Phases of Bulk loading:
Two phases are involved in bulk loading. First, data files must be uploaded to a location where Snowflake can access them. This is referred to as Staging. Next, upload the data from the staged files into the appropriate table.
Staging
Snowflake lets you stage files on internal locations called stages. Each table and user has a stage. Moreover, Snowflake allows for the creation of named stages,e.g. demo stage. Staging can be done as follows:
- First, you upload your data files to a location where Snowflake can access your files. This is referred to as staging your files.
- Then you load your data from these staged files into your tables.
Loading the Data
Loading data to Snowflake requires a running virtual Data Warehouse. The warehouse extracts the data from each file and inserts it as rows in the table. Data Warehouse size can impact loading performance.
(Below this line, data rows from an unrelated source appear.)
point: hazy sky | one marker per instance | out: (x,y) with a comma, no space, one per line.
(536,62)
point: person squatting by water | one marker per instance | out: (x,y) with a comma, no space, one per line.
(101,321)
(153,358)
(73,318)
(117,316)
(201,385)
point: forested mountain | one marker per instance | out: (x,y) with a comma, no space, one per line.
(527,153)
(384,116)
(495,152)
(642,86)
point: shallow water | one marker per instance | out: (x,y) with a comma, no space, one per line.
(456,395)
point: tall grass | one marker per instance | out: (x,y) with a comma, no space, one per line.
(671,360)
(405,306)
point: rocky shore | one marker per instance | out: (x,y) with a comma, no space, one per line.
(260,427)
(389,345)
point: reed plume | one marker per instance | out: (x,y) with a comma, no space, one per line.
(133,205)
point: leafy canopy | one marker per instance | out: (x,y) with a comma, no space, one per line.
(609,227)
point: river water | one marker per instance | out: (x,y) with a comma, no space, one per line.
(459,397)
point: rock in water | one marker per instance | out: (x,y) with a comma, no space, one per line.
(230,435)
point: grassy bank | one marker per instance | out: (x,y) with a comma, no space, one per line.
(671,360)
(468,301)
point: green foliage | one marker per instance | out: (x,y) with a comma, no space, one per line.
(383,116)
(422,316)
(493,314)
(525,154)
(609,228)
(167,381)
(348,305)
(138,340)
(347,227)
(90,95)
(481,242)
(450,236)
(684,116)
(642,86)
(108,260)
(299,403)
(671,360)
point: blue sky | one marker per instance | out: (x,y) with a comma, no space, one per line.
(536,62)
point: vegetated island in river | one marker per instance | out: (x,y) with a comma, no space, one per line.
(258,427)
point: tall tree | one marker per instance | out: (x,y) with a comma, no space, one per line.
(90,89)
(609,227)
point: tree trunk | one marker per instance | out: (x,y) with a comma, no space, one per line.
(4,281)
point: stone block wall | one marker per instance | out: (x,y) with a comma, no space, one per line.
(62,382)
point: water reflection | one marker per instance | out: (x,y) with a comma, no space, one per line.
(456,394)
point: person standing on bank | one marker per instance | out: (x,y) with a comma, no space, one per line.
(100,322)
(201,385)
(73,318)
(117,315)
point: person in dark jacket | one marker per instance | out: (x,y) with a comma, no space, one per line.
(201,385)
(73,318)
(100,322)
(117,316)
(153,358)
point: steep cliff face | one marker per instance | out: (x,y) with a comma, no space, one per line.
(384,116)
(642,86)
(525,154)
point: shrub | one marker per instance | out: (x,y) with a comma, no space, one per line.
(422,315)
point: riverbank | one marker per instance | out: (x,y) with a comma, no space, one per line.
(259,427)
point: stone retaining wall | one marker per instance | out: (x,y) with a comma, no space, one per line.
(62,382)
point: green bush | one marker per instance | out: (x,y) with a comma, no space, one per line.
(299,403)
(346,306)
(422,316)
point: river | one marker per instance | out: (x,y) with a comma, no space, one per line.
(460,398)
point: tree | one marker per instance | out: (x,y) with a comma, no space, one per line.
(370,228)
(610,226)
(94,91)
When loading large numbers of files or large files, you may want to choose a larger Data Warehouse.
Bulk Loading Using the COPY Command
This option enables loading batches of data from files already available in cloud storage, or copying (i.e. staging) data files from a local machine to an internal (i.e. Snowflake) cloud storage location before loading the data into tables using the COPY command.
Compute Resources
Bulk loading relies on user-provided virtual warehouses, which are specified in the COPY statement. Users are required to size the warehouse appropriately to accommodate expected loads.
Simple Transformations During a Load
Snowflake supports transforming data while loading it into a table using the COPY command. Options include:
- Column reordering
- Column omission
- Casts
- Truncating text strings that exceed the target column length
There is no requirement for your data files to have the same number and ordering of columns as your target table.
Continuous/Incremental Loading
Another option for loading data into Snowflake is continuous loading in which data is incrementally loaded into snowflake in small batches in multiple sessions. This is called staging. After staging data is put into analysis to obtain results
Continuous Loading Using Snowpipe
This option is intended to incrementally load small amounts of data (i.e., micro-batches) and make them accessible for analysis. After files are put to a stage and submitted for ingestion, Snowpipe loads data in a matter of minutes. As soon as the raw data is accessible, this guarantees users obtain the most recent results.
Compute Resources
Snowpipe uses compute resources provided by Snowflake (i.e. a serverless compute model). These Snowflake-provided resources are scaled up or down automatically based on demand, and they are billed and itemised using per-second pricing. The cost of data ingestion is determined by the actual workloads.
Simple Transformations During a Load
The COPY statement in a pipe definition supports the same COPY transformation options as when bulk loading data.
In addition, data pipelines can leverage Snowpipe to continuously load micro-batches of data into staging tables for transformation and optimization using automated tasks and the change data capture (CDC) information in streams.
Data Pipelines for Complex Transformations
A data pipeline enables applying complex transformations to loaded data. This workflow generally leverages Snowpipe to load “raw” data into a staging table and then uses a series of table streams and tasks to transform and optimize the new data for analysis.